Washington, D.C. – The National Iranian American Council (NIAC) issued the following statement in response to the release of video footage recorded by Fairfax County Police Department depicting the last moments of Bijan Ghaisar’s life before he was shot to death by officers.

“It is unacceptable that a young man who was the victim of a minor fender bender has been tragically shot and killed by three bullets to the head from police officers’ guns.

“The video released this morning, and what we know so far, certainly seem to indicate that officers repeatedly and aggressively charged towards Bijan Ghaisar’s vehicle looking for a confrontation and shot Bijan three times in the head at close range. The fact that officers did not use every tool at their disposal to de-escalate the situation and minimize the need for use of force exposes not only the glaring deficiency in training, but also what appears to be a wanton and reckless disregard for Bijan’s life. Nothing in the video justifies that this incident should have ended in a fatal shooting.

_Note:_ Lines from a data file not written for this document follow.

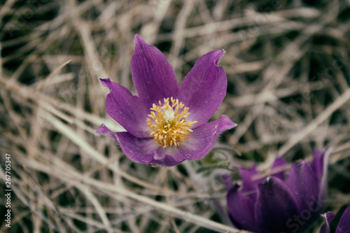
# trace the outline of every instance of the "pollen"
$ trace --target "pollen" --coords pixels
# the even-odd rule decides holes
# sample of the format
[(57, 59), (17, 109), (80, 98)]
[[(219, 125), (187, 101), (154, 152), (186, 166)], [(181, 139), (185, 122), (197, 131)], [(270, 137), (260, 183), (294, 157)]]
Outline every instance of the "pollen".
[(187, 121), (190, 115), (188, 108), (185, 107), (178, 99), (164, 99), (164, 103), (159, 101), (159, 106), (153, 104), (150, 114), (147, 118), (147, 127), (153, 136), (153, 141), (159, 146), (179, 146), (185, 139), (188, 139), (190, 129), (197, 121)]

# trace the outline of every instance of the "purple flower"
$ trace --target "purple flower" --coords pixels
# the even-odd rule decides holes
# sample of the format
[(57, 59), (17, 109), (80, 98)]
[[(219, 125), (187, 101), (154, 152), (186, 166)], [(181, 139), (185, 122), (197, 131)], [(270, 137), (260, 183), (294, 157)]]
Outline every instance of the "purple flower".
[(130, 159), (145, 164), (174, 166), (207, 154), (225, 130), (236, 126), (227, 116), (207, 122), (226, 94), (227, 80), (218, 62), (223, 50), (202, 56), (178, 86), (175, 71), (155, 46), (135, 36), (131, 61), (139, 96), (107, 79), (106, 111), (127, 132), (113, 132), (102, 125)]
[(239, 168), (242, 187), (231, 185), (226, 196), (233, 224), (259, 233), (305, 228), (319, 216), (326, 202), (329, 153), (330, 149), (315, 150), (311, 164), (293, 163), (287, 181), (283, 171), (287, 163), (282, 158), (274, 161), (272, 174), (265, 178), (259, 177), (256, 165)]
[[(321, 227), (320, 233), (330, 233), (330, 224), (334, 219), (335, 216), (332, 212), (327, 212), (324, 215), (326, 218), (326, 223)], [(339, 221), (338, 226), (335, 230), (335, 233), (345, 233), (349, 232), (350, 230), (350, 205), (346, 207), (344, 211), (340, 220)]]

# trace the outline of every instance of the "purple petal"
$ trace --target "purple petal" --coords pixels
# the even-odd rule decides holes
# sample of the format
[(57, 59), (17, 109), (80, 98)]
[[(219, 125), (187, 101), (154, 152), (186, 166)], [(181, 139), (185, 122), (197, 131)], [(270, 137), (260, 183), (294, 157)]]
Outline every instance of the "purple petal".
[(97, 134), (106, 134), (113, 139), (113, 141), (118, 145), (119, 142), (118, 141), (118, 137), (115, 132), (111, 132), (111, 129), (107, 128), (104, 124), (102, 124), (101, 127), (96, 131)]
[(255, 219), (260, 232), (292, 232), (292, 218), (298, 212), (297, 203), (282, 181), (268, 177), (258, 185)]
[[(274, 164), (272, 164), (272, 172), (273, 174), (271, 175), (271, 176), (276, 177), (281, 181), (285, 181), (286, 179), (286, 176), (284, 175), (284, 169), (286, 168), (286, 165), (287, 165), (288, 163), (286, 161), (285, 159), (284, 159), (281, 157), (277, 157), (274, 162)], [(274, 173), (274, 171), (280, 171), (279, 172)]]
[(197, 120), (195, 127), (206, 122), (216, 112), (226, 94), (227, 79), (218, 62), (223, 50), (202, 56), (180, 85), (178, 100), (189, 108), (188, 120)]
[(320, 150), (314, 152), (314, 160), (311, 163), (312, 169), (315, 171), (320, 183), (320, 194), (318, 199), (326, 202), (327, 197), (327, 174), (328, 160), (332, 148), (329, 148), (323, 153)]
[(153, 139), (136, 138), (127, 132), (115, 133), (125, 155), (134, 161), (174, 166), (187, 159), (175, 146), (160, 147)]
[(254, 176), (259, 175), (259, 172), (256, 170), (256, 164), (253, 165), (250, 169), (241, 167), (239, 167), (238, 169), (242, 181), (242, 192), (255, 202), (258, 185), (263, 180), (263, 178), (254, 178)]
[(164, 98), (177, 96), (178, 84), (172, 65), (162, 52), (139, 35), (135, 35), (131, 70), (135, 89), (148, 108)]
[(120, 146), (130, 159), (144, 164), (174, 166), (186, 160), (198, 160), (206, 155), (214, 141), (224, 130), (235, 124), (227, 116), (196, 128), (179, 146), (165, 148), (158, 146), (153, 139), (138, 138), (129, 132), (113, 132), (102, 125), (98, 132), (107, 134)]
[(287, 186), (298, 202), (300, 212), (306, 210), (316, 213), (321, 211), (318, 199), (320, 190), (318, 180), (307, 162), (302, 161), (292, 164)]
[(236, 185), (228, 191), (226, 196), (227, 208), (233, 223), (241, 229), (257, 232), (258, 228), (254, 216), (254, 204), (238, 190)]
[(335, 216), (332, 212), (327, 212), (325, 215), (322, 215), (322, 216), (326, 218), (326, 223), (322, 225), (321, 227), (320, 233), (330, 233), (330, 222), (334, 219)]
[(342, 218), (338, 223), (338, 227), (335, 230), (335, 233), (349, 232), (350, 230), (350, 205), (346, 207), (344, 211)]
[(225, 130), (236, 126), (230, 118), (223, 115), (221, 119), (193, 129), (189, 138), (178, 146), (178, 151), (189, 160), (195, 160), (206, 155), (214, 141)]
[(146, 122), (150, 111), (144, 107), (140, 99), (109, 78), (100, 80), (111, 90), (106, 99), (106, 112), (132, 135), (150, 137)]

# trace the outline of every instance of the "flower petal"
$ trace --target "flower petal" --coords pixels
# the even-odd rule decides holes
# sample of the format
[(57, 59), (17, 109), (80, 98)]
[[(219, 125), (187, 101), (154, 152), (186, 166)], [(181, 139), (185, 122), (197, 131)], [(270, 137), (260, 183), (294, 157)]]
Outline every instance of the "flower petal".
[(328, 148), (323, 153), (320, 150), (314, 150), (314, 160), (311, 163), (311, 167), (316, 174), (320, 184), (320, 192), (318, 199), (326, 202), (327, 198), (327, 176), (328, 160), (332, 148)]
[(106, 112), (135, 136), (150, 138), (146, 122), (149, 111), (136, 96), (123, 86), (111, 81), (109, 78), (100, 78), (102, 85), (111, 92), (106, 99)]
[(318, 179), (307, 162), (302, 161), (292, 164), (286, 184), (298, 202), (300, 213), (307, 211), (317, 213), (321, 211), (321, 206), (319, 206), (321, 203), (318, 203)]
[(330, 233), (330, 222), (334, 219), (335, 216), (332, 212), (327, 212), (325, 215), (322, 215), (326, 218), (326, 223), (321, 227), (320, 233)]
[(178, 146), (178, 151), (186, 160), (199, 160), (210, 151), (213, 143), (223, 132), (236, 125), (230, 118), (223, 115), (220, 120), (193, 129), (189, 138)]
[(258, 185), (255, 219), (260, 232), (292, 232), (294, 215), (297, 203), (282, 181), (267, 177)]
[(102, 124), (101, 127), (96, 131), (97, 134), (106, 134), (106, 136), (108, 136), (111, 137), (113, 141), (118, 145), (119, 145), (119, 142), (118, 141), (118, 137), (115, 135), (115, 133), (111, 131), (108, 128), (104, 125), (104, 124)]
[[(276, 177), (281, 179), (281, 181), (285, 181), (286, 176), (284, 175), (284, 167), (288, 163), (285, 159), (281, 157), (277, 157), (274, 160), (274, 164), (272, 164), (272, 171), (273, 172), (273, 174), (271, 175), (271, 176)], [(280, 171), (281, 169), (282, 169), (283, 170), (276, 173), (274, 172), (274, 171)]]
[(224, 50), (214, 50), (202, 56), (180, 85), (178, 100), (189, 108), (188, 120), (197, 120), (197, 127), (216, 112), (226, 94), (227, 79), (218, 62)]
[(104, 125), (97, 132), (108, 134), (120, 146), (125, 155), (136, 162), (174, 166), (186, 160), (198, 160), (206, 155), (218, 135), (234, 125), (227, 116), (223, 115), (221, 120), (195, 129), (190, 134), (190, 138), (186, 139), (186, 143), (165, 148), (159, 146), (153, 139), (135, 137), (129, 132), (113, 132)]
[(172, 65), (162, 52), (139, 35), (135, 35), (131, 70), (135, 89), (148, 108), (177, 96), (178, 84)]
[(335, 233), (349, 232), (350, 229), (350, 205), (346, 207), (344, 211), (342, 218), (338, 223), (338, 227), (335, 230)]
[(233, 223), (240, 229), (258, 232), (254, 216), (254, 204), (246, 195), (241, 194), (238, 185), (234, 185), (226, 195), (227, 208)]
[(163, 148), (153, 139), (136, 138), (127, 132), (115, 133), (125, 155), (134, 161), (162, 166), (174, 166), (186, 160), (175, 146)]
[(241, 167), (239, 167), (238, 169), (242, 181), (241, 191), (255, 202), (257, 197), (258, 185), (263, 181), (263, 178), (254, 179), (254, 176), (259, 174), (259, 172), (256, 170), (256, 164), (253, 165), (250, 169)]

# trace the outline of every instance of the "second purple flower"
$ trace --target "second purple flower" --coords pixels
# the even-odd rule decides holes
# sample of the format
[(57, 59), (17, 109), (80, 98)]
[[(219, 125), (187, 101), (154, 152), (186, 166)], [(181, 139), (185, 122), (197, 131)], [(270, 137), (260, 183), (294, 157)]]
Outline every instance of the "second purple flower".
[(139, 96), (101, 79), (111, 90), (106, 111), (127, 132), (113, 132), (102, 125), (97, 132), (111, 136), (136, 162), (174, 166), (200, 159), (223, 131), (236, 126), (225, 115), (207, 122), (226, 94), (227, 78), (217, 66), (223, 52), (202, 56), (178, 86), (166, 57), (136, 35), (131, 69)]

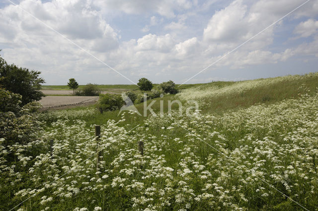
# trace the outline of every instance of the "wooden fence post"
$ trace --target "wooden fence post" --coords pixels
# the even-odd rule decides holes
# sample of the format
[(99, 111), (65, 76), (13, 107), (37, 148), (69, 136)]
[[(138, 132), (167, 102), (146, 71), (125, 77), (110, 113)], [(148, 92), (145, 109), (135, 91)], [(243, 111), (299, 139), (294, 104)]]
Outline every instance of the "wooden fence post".
[(52, 154), (53, 152), (53, 140), (51, 139), (50, 140), (50, 155), (52, 157)]
[(96, 137), (96, 153), (97, 154), (97, 160), (96, 161), (96, 170), (98, 171), (98, 163), (99, 162), (100, 157), (102, 155), (102, 150), (98, 150), (98, 145), (100, 139), (100, 126), (95, 125), (95, 137)]
[(140, 155), (144, 156), (144, 142), (140, 141), (138, 142), (138, 143), (139, 144), (138, 149), (139, 149), (139, 152), (140, 152)]
[[(138, 149), (139, 150), (139, 152), (140, 152), (140, 155), (142, 156), (144, 156), (144, 142), (140, 141), (138, 142)], [(140, 168), (142, 169), (144, 168), (144, 166), (143, 165), (140, 165)]]

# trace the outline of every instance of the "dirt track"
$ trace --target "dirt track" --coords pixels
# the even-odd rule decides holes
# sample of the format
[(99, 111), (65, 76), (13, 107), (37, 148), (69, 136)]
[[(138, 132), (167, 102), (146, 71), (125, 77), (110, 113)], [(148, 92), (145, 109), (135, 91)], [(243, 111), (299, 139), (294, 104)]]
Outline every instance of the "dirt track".
[(40, 102), (45, 109), (62, 109), (93, 104), (98, 98), (96, 96), (47, 96)]
[[(73, 90), (41, 90), (44, 95), (73, 95)], [(101, 92), (102, 94), (118, 94), (118, 92), (110, 92), (108, 91), (104, 91)]]
[[(80, 106), (86, 106), (96, 103), (98, 99), (98, 96), (63, 96), (62, 95), (73, 95), (73, 90), (41, 90), (45, 95), (56, 95), (61, 96), (46, 96), (42, 98), (40, 100), (43, 105), (44, 110), (54, 110), (70, 108)], [(103, 91), (102, 94), (115, 94), (118, 92), (111, 91)]]

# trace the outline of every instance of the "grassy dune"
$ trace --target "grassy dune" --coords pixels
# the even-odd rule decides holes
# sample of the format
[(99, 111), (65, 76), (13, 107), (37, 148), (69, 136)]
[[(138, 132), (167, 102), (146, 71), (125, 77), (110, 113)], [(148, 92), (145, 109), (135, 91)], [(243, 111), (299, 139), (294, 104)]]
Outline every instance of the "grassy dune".
[(20, 210), (317, 210), (317, 75), (189, 86), (152, 107), (195, 99), (193, 116), (176, 104), (147, 117), (92, 106), (41, 113), (37, 138), (0, 160), (0, 210), (26, 199)]

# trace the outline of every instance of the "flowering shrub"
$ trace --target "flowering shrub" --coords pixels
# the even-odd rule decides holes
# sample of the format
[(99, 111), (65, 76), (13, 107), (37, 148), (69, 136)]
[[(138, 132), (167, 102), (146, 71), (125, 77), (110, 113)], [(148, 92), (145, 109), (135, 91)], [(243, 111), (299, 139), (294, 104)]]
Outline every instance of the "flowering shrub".
[(0, 112), (17, 113), (21, 109), (22, 96), (0, 88)]
[[(198, 110), (193, 117), (151, 116), (130, 132), (119, 122), (137, 114), (125, 113), (101, 126), (98, 144), (93, 125), (58, 120), (31, 144), (0, 151), (0, 208), (31, 197), (17, 208), (315, 210), (317, 102), (316, 94), (220, 116)], [(9, 152), (13, 162), (4, 156)]]
[(171, 80), (166, 82), (163, 82), (159, 85), (160, 88), (165, 93), (176, 94), (178, 91), (175, 89), (175, 84)]
[(124, 105), (124, 102), (119, 95), (106, 94), (99, 95), (96, 107), (103, 111), (117, 110)]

“This tragic incident comes at a dark time for an Iranian-American community that has been profiled, discriminated against, and targeted by policies and hateful rhetoric from the White House. Through policies like the Muslim Ban, Iranian Americans have been characterized as inherently dangerous and a threat to national security by the White House and other officials. This certainly calls into question whether Bijan Ghaisar was profiled because of his physical appearance and personalized “BIJAN” license plate.

“The Iranian-American community stands in solidarity with other communities of color that have been impacted by unjustified police violence against unarmed citizens. The need for immediate policing reform in the United States is an issue that transcends creed, color, class, or political affiliation.

“Training reforms must include implicit and unconscious biases training so that officers are better equipped to identify threats, and not perceive people of color as greater threats and, therefore, react more aggressively when confronting them. We must have community oversight, and meaningful and sincere reviews of uses of force by law enforcement with swift and severe consequences for officers that violate the law.

“Training reforms must also emphasize de-escalation techniques and tactics to minimize the need for officers to rely on force, and particularly lethal force. Officers must be taught that in circumstances such as this, where someone like Bijan presents no immediate threat to officer or public safety, officers must try to make contact from a safe distance rather than rushing to the vehicle to engage in a violent confrontation. If the circumstances permit, a tactical withdrawal, or temporary retreat, will minimize the need to rely on use of force and offer alternatives to lethal force, such as communication and non-violent tactics.

“Officers must also be trained to use lethal force as a last resort and not a first option. There are a number of non-lethal tools at an officer’s disposal like pepper spray, tasers, and batons.

“If police culture shifted towards these reforms, and others, which emphasize valuing and preserving life, Bijan Ghaisar would likely be alive today. Instead, the victim of a minor fender bender is dead, shot multiple times by police, and a family – indeed an entire community – is left completely devastated.

“NIAC calls on the Fairfax County Police Department, the United States Park Police, and the Federal Bureau of Investigation to conduct a thorough and professional review of all existing policies, institute any and all necessary reforms, and hold accountable officers that acted wrongfully through swift and immediate action.”